Dean counted out a few coins, peering at Jim over his glasses when he had completed the payment. "I can use more of that sassafras, son, and when berry time comes around I can use all the blackberries and huckleberries you can gather. Don't know where you find'em. Biggest I ever did see."

Rob Walker waited until Jean started for the door.

"That ol' swamp," he said, when they were outside, "I hear it's a mighty gloomy place."

"I like it."

"I'd think you'd be scared, out there alone."

"Nothin' to be scared of . . . not if you know where to walk." Jean dug into his pocket for the rattles clipped from a snake he had killed. "Got to watch for rattlers, though. There's big ones in there."

"They say there's a new rattle for every year a snake lives."

"Ain't so," Jean said. "There's a new rattle or button every time he sheds his skin, and they do it two, sometimes three times a year."

"Would you take me sometimes?"

"You'd be scared."

"I would not. I've almost gone in alone--lots of times."

"All right. You can come now if you want."

That was how it had begun, nearly three years before their planned meeting at the Honey Tree. United in their loneliness, the boys had discovered they shared a dream, the dream to go west, far across the plains where buffalo were, far away to the land of the Sioux and the Blackfoot, and there to be mountain men.

Yet for Jean dreams would never be enough. The swamp became the training ground for that great day when he would be "big" and could go away. Yet in the secret places of his own mind Jean knew he would not wait for the remote time when he was big enough, a man grown. He could wait no longer than it required to save money for a good rifle, not the cumbersome old gun the cabin afforded . . . and the money was almost half saved.

It had been midafternoon when he found the track of the stranger, and Rob would have reached the Honey Tree. If so, he would be waiting there when the stranger arrived, as the man had chosen a route that could not miss the clearing around the tree. Rob would be there and he would see the stranger and be seen by him.

Jean's trap line was long and Rob had agreed to work half of it so they could hurry back to the village to listen to Captain Hutchins, who was in the village for a last visit before going across the Great Plains to the lands on the Pacific.
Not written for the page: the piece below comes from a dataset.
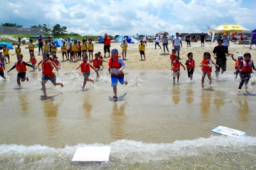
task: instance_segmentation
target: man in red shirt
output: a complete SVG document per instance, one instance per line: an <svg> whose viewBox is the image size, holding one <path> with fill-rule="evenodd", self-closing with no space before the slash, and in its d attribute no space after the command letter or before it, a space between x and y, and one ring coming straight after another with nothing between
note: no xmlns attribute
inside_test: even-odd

He would be in the tavern that night talking of the fur trade and of his plans. Both boys knew about Captain Hutchins. He had made a fortune manufacturing shoes for the Army, as well as in the shipping business, and he was taking his capital west.

Jean had worked his trap line swiftly, finding little. It was time he moved his traps deeper into the swamp.
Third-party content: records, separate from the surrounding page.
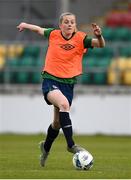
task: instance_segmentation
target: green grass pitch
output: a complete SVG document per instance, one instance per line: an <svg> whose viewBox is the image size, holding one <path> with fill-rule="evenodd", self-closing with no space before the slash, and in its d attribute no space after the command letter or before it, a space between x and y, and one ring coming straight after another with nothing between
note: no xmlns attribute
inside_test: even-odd
<svg viewBox="0 0 131 180"><path fill-rule="evenodd" d="M63 135L52 146L46 167L39 165L43 135L0 135L1 179L131 179L131 137L74 136L94 156L89 171L75 170Z"/></svg>

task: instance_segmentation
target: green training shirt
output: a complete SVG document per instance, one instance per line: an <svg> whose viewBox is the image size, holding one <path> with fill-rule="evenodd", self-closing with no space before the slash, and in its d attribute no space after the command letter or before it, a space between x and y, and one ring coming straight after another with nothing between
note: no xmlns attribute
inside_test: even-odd
<svg viewBox="0 0 131 180"><path fill-rule="evenodd" d="M51 31L53 31L54 28L48 28L47 30L44 31L44 37L49 38ZM92 38L89 37L85 37L84 39L84 47L85 48L92 48L91 46L91 41ZM42 72L42 78L47 78L47 79L53 79L55 81L61 82L61 83L66 83L66 84L75 84L77 82L77 77L73 77L73 78L58 78L55 77L47 72Z"/></svg>

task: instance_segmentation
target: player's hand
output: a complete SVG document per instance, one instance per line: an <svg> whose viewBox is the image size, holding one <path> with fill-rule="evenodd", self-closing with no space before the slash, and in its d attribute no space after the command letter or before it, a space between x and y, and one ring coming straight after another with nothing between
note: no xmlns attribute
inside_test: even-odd
<svg viewBox="0 0 131 180"><path fill-rule="evenodd" d="M96 23L92 23L92 28L96 37L101 36L101 28Z"/></svg>
<svg viewBox="0 0 131 180"><path fill-rule="evenodd" d="M17 26L17 29L21 32L26 28L26 23L22 22Z"/></svg>

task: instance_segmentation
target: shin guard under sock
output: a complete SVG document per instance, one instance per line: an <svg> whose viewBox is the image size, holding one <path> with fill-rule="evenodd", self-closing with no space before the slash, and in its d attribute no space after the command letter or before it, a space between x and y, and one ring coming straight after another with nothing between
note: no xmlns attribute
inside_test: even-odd
<svg viewBox="0 0 131 180"><path fill-rule="evenodd" d="M73 130L72 130L72 123L69 117L68 112L59 112L59 117L60 117L60 125L63 130L64 136L67 141L67 145L69 148L71 148L74 145L73 141Z"/></svg>
<svg viewBox="0 0 131 180"><path fill-rule="evenodd" d="M58 134L59 134L59 130L53 129L52 126L50 125L47 130L47 136L44 143L44 149L46 152L50 151L51 145L58 136Z"/></svg>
When he reached a low hummock of firm ground he followed along its ridge, almost running, scrambling through the brush, hurrying to meet Rob. The Honey Tree was only a little farther on.

Quite suddenly he saw the footprints again. The man had taken the same route Jean had chosen, but when in the sight of the Honey Tree he had veered sharply away and leaped back across the tiny stream: Jean could see where his feet had landed after the jump, and where he had slipped in climbing the wet bank.

Looking through the trees from where the stranger had suddenly turned, Jean saw Rob sitting on a deadfall waiting for him.

The tracks were very fresh; the stranger could be only minutes ahead of him. Obviously, the man had seen Rob and turned quickly away. Why should a man be afraid of being seen by a boy?

Jean walked into the clearing. "Hit," he said.